From the dissertation:
Output space sampling is an entire paradigm shift in frequent pattern mining (FPM) that holds enormous promise. While traditional FPM strives for completeness, OSS targets to obtain a few interesting samples. The definition of interestingness can be very generic, so user can sample patterns from different target distributions by choosing different interestingness functions. This is very beneficial as mined patterns are subject to subsequent use in various knowledge discovery tasks, like classification, clustering, outlier detection, etc. and the interestingness score of a pattern varies for various tasks. OSS can adapt to this requirement just by changing the interestingness function. OSS also solves pattern redundancy problem by finding samples that are very different from each other. Note that, pattern redundancy hurts any knowledge based system that builds metrics based on the structural similarity of the patterns.

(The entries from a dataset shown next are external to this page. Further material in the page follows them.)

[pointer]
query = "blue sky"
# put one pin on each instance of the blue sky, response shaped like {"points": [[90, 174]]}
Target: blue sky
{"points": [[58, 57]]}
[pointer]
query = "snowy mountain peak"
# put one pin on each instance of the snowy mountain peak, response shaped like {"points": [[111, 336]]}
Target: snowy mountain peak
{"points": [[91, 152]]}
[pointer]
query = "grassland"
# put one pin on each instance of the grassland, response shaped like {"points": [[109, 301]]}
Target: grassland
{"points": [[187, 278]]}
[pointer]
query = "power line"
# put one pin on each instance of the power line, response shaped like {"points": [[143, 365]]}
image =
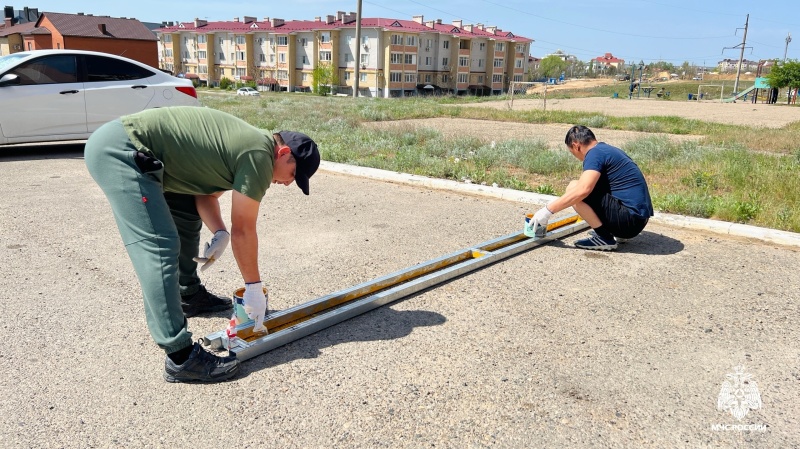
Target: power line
{"points": [[584, 27]]}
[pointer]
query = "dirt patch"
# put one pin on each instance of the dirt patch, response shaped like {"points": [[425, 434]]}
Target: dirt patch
{"points": [[746, 114], [489, 130]]}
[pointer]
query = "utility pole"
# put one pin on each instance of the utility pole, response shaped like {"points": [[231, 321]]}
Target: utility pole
{"points": [[741, 54], [357, 73], [788, 39]]}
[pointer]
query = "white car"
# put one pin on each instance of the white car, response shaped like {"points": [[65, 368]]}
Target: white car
{"points": [[247, 91], [51, 95]]}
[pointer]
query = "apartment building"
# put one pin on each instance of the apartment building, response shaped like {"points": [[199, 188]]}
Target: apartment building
{"points": [[731, 65], [393, 57]]}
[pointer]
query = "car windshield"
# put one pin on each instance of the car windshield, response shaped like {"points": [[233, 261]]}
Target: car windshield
{"points": [[8, 60]]}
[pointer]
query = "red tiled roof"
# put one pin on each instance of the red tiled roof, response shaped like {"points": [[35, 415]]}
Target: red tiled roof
{"points": [[23, 28], [89, 26], [291, 26]]}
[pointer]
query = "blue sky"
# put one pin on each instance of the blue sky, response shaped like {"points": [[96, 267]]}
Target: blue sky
{"points": [[634, 30]]}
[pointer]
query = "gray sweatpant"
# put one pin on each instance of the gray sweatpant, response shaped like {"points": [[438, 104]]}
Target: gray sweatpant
{"points": [[147, 229]]}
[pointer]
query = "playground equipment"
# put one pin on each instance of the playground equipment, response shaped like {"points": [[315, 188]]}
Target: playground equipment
{"points": [[703, 94], [739, 95]]}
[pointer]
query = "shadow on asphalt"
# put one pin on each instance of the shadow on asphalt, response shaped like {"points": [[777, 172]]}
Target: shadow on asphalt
{"points": [[36, 152], [652, 244], [648, 243], [383, 323]]}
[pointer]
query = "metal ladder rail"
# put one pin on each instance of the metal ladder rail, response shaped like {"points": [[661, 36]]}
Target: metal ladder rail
{"points": [[305, 319]]}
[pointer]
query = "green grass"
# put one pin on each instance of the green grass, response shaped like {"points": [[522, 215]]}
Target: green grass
{"points": [[719, 177]]}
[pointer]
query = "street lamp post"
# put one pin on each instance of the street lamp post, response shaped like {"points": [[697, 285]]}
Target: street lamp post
{"points": [[633, 77], [641, 69]]}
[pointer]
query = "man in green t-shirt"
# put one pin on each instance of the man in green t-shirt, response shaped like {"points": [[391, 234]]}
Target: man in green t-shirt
{"points": [[139, 159]]}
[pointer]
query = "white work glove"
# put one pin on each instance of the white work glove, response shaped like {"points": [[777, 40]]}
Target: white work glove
{"points": [[541, 217], [255, 305], [214, 249]]}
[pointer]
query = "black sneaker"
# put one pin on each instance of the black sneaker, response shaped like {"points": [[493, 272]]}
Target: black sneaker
{"points": [[201, 366], [203, 302]]}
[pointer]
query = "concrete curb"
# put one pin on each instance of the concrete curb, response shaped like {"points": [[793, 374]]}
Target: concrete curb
{"points": [[701, 224]]}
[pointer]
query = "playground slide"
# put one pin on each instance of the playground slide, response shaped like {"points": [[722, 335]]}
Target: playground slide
{"points": [[739, 95]]}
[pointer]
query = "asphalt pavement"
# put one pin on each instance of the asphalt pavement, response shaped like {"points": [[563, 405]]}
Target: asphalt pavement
{"points": [[555, 347]]}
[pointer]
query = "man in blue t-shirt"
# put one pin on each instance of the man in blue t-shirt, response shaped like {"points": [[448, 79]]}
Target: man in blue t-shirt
{"points": [[611, 194]]}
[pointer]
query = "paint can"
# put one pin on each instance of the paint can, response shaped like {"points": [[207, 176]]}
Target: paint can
{"points": [[536, 231], [238, 306]]}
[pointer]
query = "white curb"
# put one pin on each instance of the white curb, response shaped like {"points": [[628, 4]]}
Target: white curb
{"points": [[702, 224]]}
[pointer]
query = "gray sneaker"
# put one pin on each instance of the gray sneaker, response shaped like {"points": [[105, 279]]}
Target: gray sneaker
{"points": [[201, 367]]}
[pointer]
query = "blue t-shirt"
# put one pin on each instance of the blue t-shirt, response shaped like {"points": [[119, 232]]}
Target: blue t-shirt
{"points": [[620, 176]]}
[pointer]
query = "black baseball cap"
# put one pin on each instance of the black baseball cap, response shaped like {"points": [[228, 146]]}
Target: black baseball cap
{"points": [[306, 154]]}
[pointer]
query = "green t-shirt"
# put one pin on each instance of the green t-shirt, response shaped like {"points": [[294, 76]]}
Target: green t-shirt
{"points": [[204, 151]]}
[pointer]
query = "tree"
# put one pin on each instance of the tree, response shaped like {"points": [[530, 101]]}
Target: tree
{"points": [[552, 66], [785, 75], [324, 78]]}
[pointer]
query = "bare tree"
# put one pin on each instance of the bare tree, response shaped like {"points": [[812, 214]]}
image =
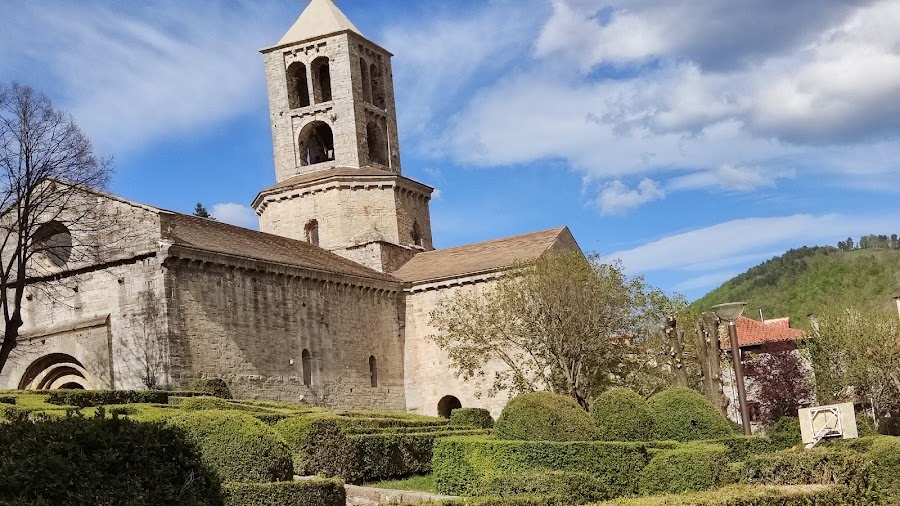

Nice to see recognition that for some data sets we don’t need (or require) full enumeration of all occurrences.
Something topic map advocates need to remember when proselytizing for topic maps.
The goal is not all the information known about a subject.
The goal is all the information a user wants about a subject.
Not the same thing.
Questions:
- What criteria of “interestingness” would you apply in gathering data for easy access by your patrons? (3-5 pages, no citations)
- How would you use this technique for authoring and/or testing a topic map? (3-5 pages, not citations. Think of “testing” a topic map as its representativeness of a particular data collection.
- Bibliography of material citing the paper or applying this technique.